In this context, one type of internationalization could consist in specializing spaces and production units within a segment of the gamut, either for the components or for the finished vehicle, as Ford says it wishes to do. With market variations for the same segment compensating for each other, the factory necessity for flexibility and polyvalence would be relatively weak.
With each production space thus specialized in a segment, one could imagine that each local subsidiary would be able to keep or to acquire a particular socio-productive system, without hampering the coherence of the entire automobile group. However, if this were indeed the case, these different socio-productive systems would imply different worker relations among implanted countries, therefore particular forms of redistributing revenues, eliminating, as a consequence, the hypothesis of homogenized demand as initially described in this first scenario. Hence, the possibility of uniting the conditions necessary for this type of scenario is weak, at least for the time being. One could imagine hybrid forms in its place. For example, homogenized demand would only be a reality in certain segments of the market, or for a socially specific international clientele. In these cases, the internationalization strategy model thusfar described could indeed be a pertinent one.

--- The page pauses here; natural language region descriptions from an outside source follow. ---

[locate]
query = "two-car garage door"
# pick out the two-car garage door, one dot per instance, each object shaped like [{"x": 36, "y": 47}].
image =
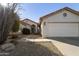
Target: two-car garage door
[{"x": 62, "y": 29}]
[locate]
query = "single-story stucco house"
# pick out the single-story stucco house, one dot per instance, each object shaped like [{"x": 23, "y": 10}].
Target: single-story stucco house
[
  {"x": 29, "y": 24},
  {"x": 61, "y": 23}
]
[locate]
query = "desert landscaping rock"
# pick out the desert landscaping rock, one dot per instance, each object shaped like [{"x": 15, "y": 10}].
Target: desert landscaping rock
[{"x": 8, "y": 47}]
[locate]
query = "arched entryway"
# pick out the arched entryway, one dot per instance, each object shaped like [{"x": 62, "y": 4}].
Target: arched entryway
[{"x": 33, "y": 29}]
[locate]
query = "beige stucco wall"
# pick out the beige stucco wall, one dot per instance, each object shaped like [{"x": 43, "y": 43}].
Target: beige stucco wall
[
  {"x": 46, "y": 31},
  {"x": 31, "y": 23},
  {"x": 23, "y": 26}
]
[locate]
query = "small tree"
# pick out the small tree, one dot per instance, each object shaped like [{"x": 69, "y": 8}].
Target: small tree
[{"x": 7, "y": 18}]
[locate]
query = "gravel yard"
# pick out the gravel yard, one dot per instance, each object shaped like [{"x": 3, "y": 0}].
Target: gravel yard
[{"x": 35, "y": 49}]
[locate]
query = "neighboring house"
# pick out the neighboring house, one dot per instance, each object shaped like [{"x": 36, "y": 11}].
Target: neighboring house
[{"x": 61, "y": 23}]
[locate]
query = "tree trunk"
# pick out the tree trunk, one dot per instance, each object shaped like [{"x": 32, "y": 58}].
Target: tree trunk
[{"x": 6, "y": 22}]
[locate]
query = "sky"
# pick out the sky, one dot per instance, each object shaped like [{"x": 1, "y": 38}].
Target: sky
[{"x": 34, "y": 11}]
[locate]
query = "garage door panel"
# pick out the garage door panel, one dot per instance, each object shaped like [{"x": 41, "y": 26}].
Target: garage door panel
[{"x": 62, "y": 29}]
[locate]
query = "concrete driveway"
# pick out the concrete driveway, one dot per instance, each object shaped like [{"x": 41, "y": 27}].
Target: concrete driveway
[
  {"x": 68, "y": 40},
  {"x": 68, "y": 46}
]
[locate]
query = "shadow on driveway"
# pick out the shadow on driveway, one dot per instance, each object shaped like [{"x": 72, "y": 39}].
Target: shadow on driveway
[
  {"x": 35, "y": 49},
  {"x": 68, "y": 40}
]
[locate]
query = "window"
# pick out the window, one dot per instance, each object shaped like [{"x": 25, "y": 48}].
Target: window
[{"x": 64, "y": 14}]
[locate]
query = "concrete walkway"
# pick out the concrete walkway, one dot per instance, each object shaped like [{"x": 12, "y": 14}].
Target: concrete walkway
[{"x": 64, "y": 48}]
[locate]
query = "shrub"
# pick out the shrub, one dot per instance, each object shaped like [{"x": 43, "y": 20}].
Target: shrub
[{"x": 25, "y": 31}]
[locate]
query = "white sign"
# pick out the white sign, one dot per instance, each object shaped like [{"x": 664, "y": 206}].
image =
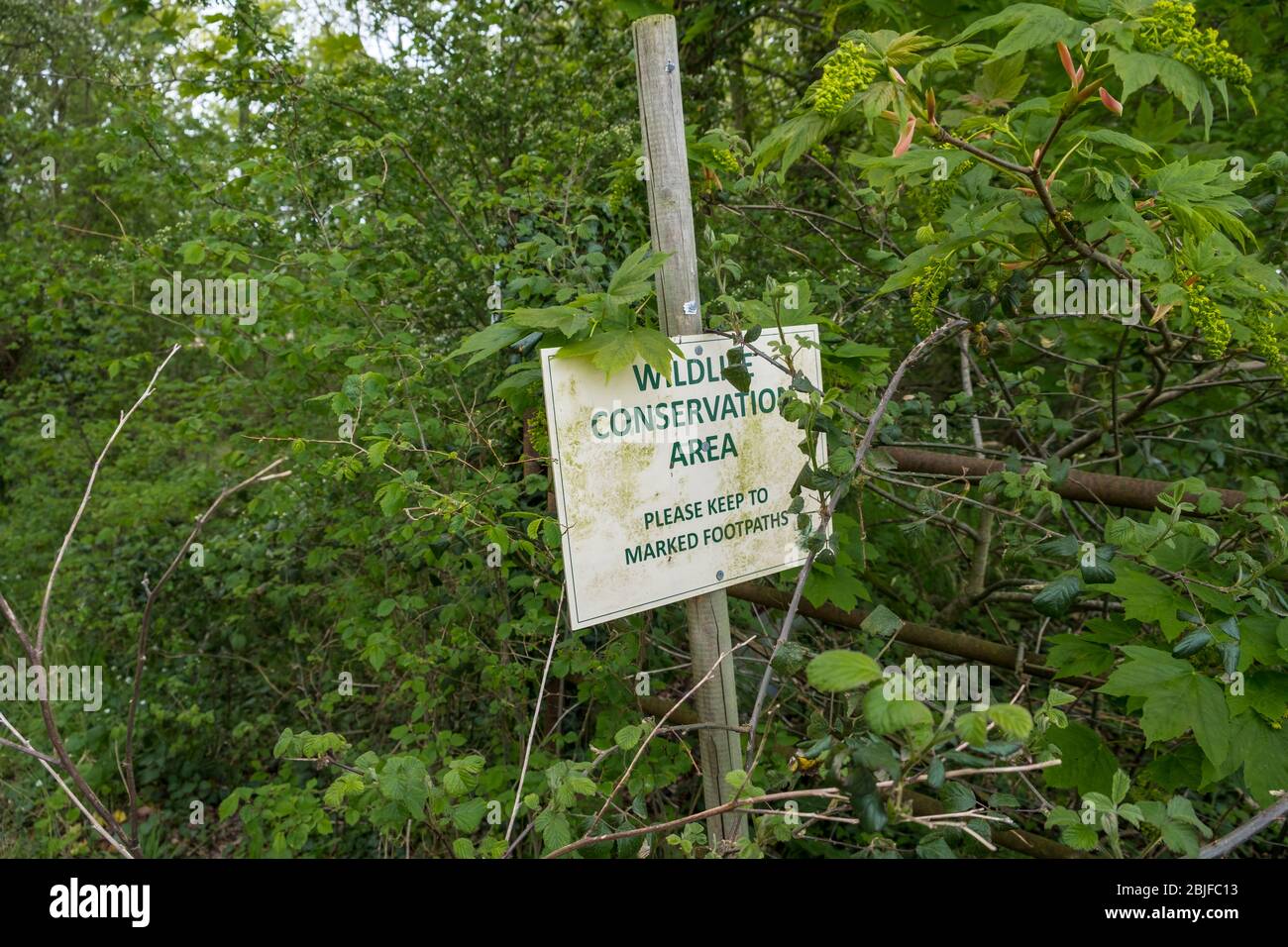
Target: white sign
[{"x": 669, "y": 489}]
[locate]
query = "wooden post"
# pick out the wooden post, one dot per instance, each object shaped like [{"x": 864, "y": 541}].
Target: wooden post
[{"x": 657, "y": 68}]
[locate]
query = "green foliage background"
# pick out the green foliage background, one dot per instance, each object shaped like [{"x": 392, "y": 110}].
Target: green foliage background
[{"x": 493, "y": 153}]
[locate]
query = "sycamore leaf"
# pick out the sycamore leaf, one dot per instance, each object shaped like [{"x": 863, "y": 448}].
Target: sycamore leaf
[
  {"x": 488, "y": 342},
  {"x": 562, "y": 318},
  {"x": 613, "y": 350},
  {"x": 841, "y": 671}
]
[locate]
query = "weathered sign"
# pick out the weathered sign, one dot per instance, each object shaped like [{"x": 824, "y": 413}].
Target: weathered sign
[{"x": 671, "y": 488}]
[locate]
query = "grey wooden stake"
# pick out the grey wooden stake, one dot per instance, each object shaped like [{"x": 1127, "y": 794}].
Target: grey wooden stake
[{"x": 666, "y": 169}]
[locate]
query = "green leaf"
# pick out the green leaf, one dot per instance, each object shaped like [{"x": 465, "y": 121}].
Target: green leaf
[
  {"x": 1147, "y": 599},
  {"x": 562, "y": 318},
  {"x": 957, "y": 796},
  {"x": 1057, "y": 596},
  {"x": 193, "y": 252},
  {"x": 881, "y": 622},
  {"x": 631, "y": 279},
  {"x": 488, "y": 342},
  {"x": 228, "y": 808},
  {"x": 404, "y": 780},
  {"x": 613, "y": 350},
  {"x": 1086, "y": 763},
  {"x": 469, "y": 814},
  {"x": 841, "y": 671},
  {"x": 1012, "y": 719},
  {"x": 887, "y": 716}
]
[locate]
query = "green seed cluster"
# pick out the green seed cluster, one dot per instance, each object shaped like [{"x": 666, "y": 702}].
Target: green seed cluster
[
  {"x": 1207, "y": 317},
  {"x": 941, "y": 191},
  {"x": 1171, "y": 26},
  {"x": 846, "y": 73},
  {"x": 1265, "y": 341},
  {"x": 926, "y": 291}
]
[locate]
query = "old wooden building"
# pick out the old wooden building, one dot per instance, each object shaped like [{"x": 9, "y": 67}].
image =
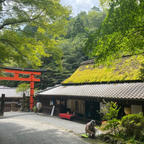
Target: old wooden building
[{"x": 85, "y": 91}]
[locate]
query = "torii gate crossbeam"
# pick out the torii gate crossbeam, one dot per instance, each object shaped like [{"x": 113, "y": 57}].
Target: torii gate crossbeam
[{"x": 16, "y": 77}]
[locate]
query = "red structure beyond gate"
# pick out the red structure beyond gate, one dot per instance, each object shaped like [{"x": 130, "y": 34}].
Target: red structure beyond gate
[{"x": 16, "y": 77}]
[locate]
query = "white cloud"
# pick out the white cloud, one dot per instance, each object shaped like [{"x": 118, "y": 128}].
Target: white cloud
[{"x": 80, "y": 5}]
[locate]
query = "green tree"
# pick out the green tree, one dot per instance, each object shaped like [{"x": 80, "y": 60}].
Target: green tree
[
  {"x": 121, "y": 33},
  {"x": 18, "y": 46}
]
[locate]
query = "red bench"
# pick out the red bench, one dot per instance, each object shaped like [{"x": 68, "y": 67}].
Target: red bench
[{"x": 66, "y": 116}]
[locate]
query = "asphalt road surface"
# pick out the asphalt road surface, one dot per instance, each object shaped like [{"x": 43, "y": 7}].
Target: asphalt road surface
[{"x": 28, "y": 128}]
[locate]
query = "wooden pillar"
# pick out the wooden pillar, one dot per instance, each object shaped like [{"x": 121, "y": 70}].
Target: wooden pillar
[
  {"x": 31, "y": 92},
  {"x": 2, "y": 104}
]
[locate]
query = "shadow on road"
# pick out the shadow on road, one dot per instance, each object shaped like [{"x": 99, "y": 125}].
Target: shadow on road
[
  {"x": 12, "y": 115},
  {"x": 12, "y": 133}
]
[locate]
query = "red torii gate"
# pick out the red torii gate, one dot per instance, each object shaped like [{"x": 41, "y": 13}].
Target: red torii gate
[{"x": 16, "y": 77}]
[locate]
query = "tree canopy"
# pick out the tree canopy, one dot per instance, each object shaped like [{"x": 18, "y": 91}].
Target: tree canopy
[
  {"x": 121, "y": 33},
  {"x": 18, "y": 46}
]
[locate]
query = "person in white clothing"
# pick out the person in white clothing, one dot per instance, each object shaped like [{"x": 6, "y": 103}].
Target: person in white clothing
[{"x": 38, "y": 106}]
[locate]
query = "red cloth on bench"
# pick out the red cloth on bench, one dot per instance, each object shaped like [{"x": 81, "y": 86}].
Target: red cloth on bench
[{"x": 65, "y": 115}]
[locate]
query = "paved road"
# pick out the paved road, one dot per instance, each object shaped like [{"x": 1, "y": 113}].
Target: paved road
[{"x": 29, "y": 128}]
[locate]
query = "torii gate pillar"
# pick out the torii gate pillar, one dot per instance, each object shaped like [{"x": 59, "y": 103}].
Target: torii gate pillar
[{"x": 16, "y": 77}]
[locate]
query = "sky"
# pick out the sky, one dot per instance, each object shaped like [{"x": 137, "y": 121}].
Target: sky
[{"x": 80, "y": 5}]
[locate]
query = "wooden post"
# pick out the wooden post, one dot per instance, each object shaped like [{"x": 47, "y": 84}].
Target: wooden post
[{"x": 2, "y": 105}]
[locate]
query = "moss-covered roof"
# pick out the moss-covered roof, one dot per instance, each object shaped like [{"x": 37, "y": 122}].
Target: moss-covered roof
[{"x": 125, "y": 69}]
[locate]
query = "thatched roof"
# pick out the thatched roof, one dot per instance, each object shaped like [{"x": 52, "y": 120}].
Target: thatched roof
[{"x": 125, "y": 69}]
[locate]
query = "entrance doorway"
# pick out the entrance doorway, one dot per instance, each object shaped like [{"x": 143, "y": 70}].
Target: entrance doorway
[{"x": 92, "y": 111}]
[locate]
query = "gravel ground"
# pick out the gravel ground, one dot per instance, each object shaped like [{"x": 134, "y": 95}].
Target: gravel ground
[{"x": 22, "y": 128}]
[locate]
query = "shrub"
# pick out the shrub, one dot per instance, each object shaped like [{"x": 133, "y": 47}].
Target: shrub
[
  {"x": 110, "y": 111},
  {"x": 134, "y": 125}
]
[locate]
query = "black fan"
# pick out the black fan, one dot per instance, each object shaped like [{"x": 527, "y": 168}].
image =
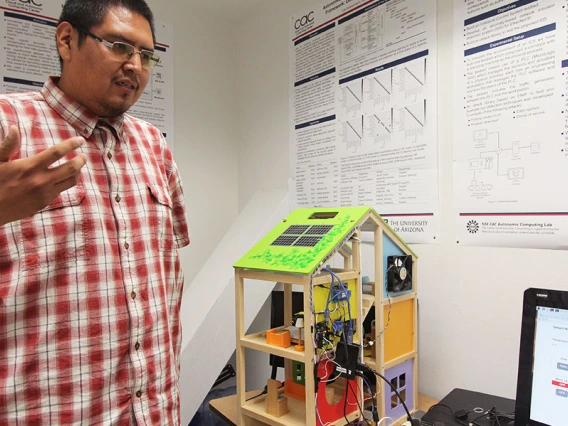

A global commonalization strategy for both vehicle platforms and certain principles of worker relations would offer a variety of regional product range on the surface as well as worker relationships with regional particularities which would nonetheless aim towards the same goal, for example flexibility and multi-functionality.
This scenario would lead to centralization in conceiving of platforms and general worker policy, to the globalization of component parts fabrication, and to a regionalization in conceiving of models and their assembly process, as well as concrete salary modalities.
In such a hypothesis, fabrication transfers could be carried out among regions in cases of both excess or lessened workload, or in order to take advantage of lesser costs of passanger production since production units would assemble different models on shared platforms. Widespread global contacts of firm production programs would thus be imaginable.
As for the preceding scenario, it is possible that the regional differentiation/global commonalization can only be pertinent for a portion of global demand and some countries of implantation. It would guarantee the viability of certain firms without undermining those choosing another scenario.
Hence, the market and labor would therefore be differentiated among the world's regions. Product range as well as worker policy would appear as being very specific. This scenario allows for the existence of several strategies : create multi-domestic firms and suppliers (Lung, 1993), consolidate only regional firms and suppliers. In the first case, regional subsidiarie would posses extended autonomy, the group's policy consisting in managing financial control and eventually communicating and circulating knowledge and experience. The viability of the second case depends on a refined knowledge of the market and on rapid reaction to its evolution.
For the time being, these scenarios have no other goal except to help provoke reflection on the possible links between previous choices of automobile constructors and suppliers / emergence of new political and economic environments / evolution and recompostion of automobile demand transformation of workers relations / firms and their strategies and forms of commercial and industrial internationalization.